Мать ходила к ней залечивать небольшую злую болячку на подбородке, и первое, что бросалось в глаза пациентам, был широко разинутый карман накрахмаленного халата целительницы, куда надлежало «незаметно» опустить подношение. А чтобы новички не раздумывали, сколько «удобно» дать, на дне кармана вразумляюще покоилась синенькая. Безусловно уверенная в собственной безнаказанности, как и в безропотности больных, она на первом же приеме, не мешкая, приобщала их к «обычаям дома» — похвалялась подарками от благодарных исцеленных, не преминув посетовать на отсутствие фантазии у дарителей: бесконечные коробки конфет приходится реализовывать с помощью знакомых продавцов — лишние хлопоты.
«Разумеется, которые имели уши и слышали, принимались без очереди, а тугодумы, вроде меня, просиживали в коридоре по нескольку часов. Но какова стервятница! Вымогая, не только не мямлит, как бывает с лихоимцами, сохранившими крохи стыда, а прямо-таки подавляет актерской выразительностью произношения, естественностью интонации!..»
А он помнил «стервятницу» с бантиками в косичках, с милой привычкой прикрывать улыбку кончиками пальцев. Как и он, она прилежно изучала хрестоматийные «Мертвые души», смотрела те же назидательные телепередачи и даже пробуждала нежные чувства.
«Со сменой поколений мужает не культура, а невежество, — говорила мать в последние дни жизни. — И в этом бесплодие старших, потому что дух человека сотворим, как сотворима книга, а книга — это автор. Мудрая книга кладет начало повествовательному канону. Мы не написали этой книги».
Он слушал ее учительские оценки поколению недоумков, и ему хотелось увезти ее куда-нибудь в глухую деревню, где старухи лечат травой и никто не пляшет под окнами умирающих.
За день до кончины она попросила перенести ее из спальни в маленькую комнату с окнами во внутренний двор, потому что напротив окон спальни, сволочив в круг многопудовые скамьи липовой аллеи, вечер за вечером бесновались под магнитофоны молодцы в спортивных куртках. Не было ни слов, ни законов, которые могли бы принудить широкоспинных балдежников проникнуться уважением к покою больного человека. Они просто не подозревали о своем «возмужании». Это был их город. И «спецухи по кожным болезням», и балдеющие под окнами ничуть не тяготились безболезненной склонностью к скотскому образу.

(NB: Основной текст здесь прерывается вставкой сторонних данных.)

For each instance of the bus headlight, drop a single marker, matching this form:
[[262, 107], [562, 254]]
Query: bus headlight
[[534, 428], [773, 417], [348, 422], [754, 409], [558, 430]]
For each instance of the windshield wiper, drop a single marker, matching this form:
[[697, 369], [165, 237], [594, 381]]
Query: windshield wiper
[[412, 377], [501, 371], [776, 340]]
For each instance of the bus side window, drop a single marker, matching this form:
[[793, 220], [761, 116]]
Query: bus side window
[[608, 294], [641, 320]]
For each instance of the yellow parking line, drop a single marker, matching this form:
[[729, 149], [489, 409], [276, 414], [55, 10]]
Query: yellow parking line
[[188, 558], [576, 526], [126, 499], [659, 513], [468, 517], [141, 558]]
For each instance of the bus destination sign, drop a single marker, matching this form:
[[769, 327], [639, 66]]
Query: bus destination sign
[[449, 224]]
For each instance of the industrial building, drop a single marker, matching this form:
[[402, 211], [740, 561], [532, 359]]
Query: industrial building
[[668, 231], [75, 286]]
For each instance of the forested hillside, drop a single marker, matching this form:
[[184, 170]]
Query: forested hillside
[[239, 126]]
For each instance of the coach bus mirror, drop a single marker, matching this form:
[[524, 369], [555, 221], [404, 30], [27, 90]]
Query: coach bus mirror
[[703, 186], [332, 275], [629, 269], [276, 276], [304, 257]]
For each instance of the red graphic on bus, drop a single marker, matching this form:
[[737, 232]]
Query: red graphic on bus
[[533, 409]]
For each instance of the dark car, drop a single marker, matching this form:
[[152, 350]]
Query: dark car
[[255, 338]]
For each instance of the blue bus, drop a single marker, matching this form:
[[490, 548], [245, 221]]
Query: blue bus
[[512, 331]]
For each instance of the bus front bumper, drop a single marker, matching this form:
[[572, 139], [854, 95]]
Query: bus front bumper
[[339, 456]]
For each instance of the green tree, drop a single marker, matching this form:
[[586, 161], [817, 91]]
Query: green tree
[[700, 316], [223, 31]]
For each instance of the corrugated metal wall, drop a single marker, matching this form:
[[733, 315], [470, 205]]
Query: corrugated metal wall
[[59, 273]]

«Они получили великое наследство и остались нищими», — сетовал Иван. Ничего они не получили. Вместе со старым общественным устроением новое отринуло и породившую его культуру… Если верить Курослепу, как раз об этом пишет Иван в «Страстях по России»… У братца были на то основания. Что изменило, что обновило новейшее российское бытие?.. Власть оказалась милосерднее той, в противоборстве с которой утверждалась?.. Меньше стало вокруг закормленных проповедями, живущих нищенски, управляемых страхом, жадностью, глупостью?.. Что изменилось в извечной готовности обывателя жить как предписано, дозволено, указано, объявлено?.. Или новое время не с отворяет властительных уродов, и нищие, дорвавшись до власти, выказывают образцы добродетели?.. Ах да, «персоны прессы» называют это отклонениями от идеалов республики».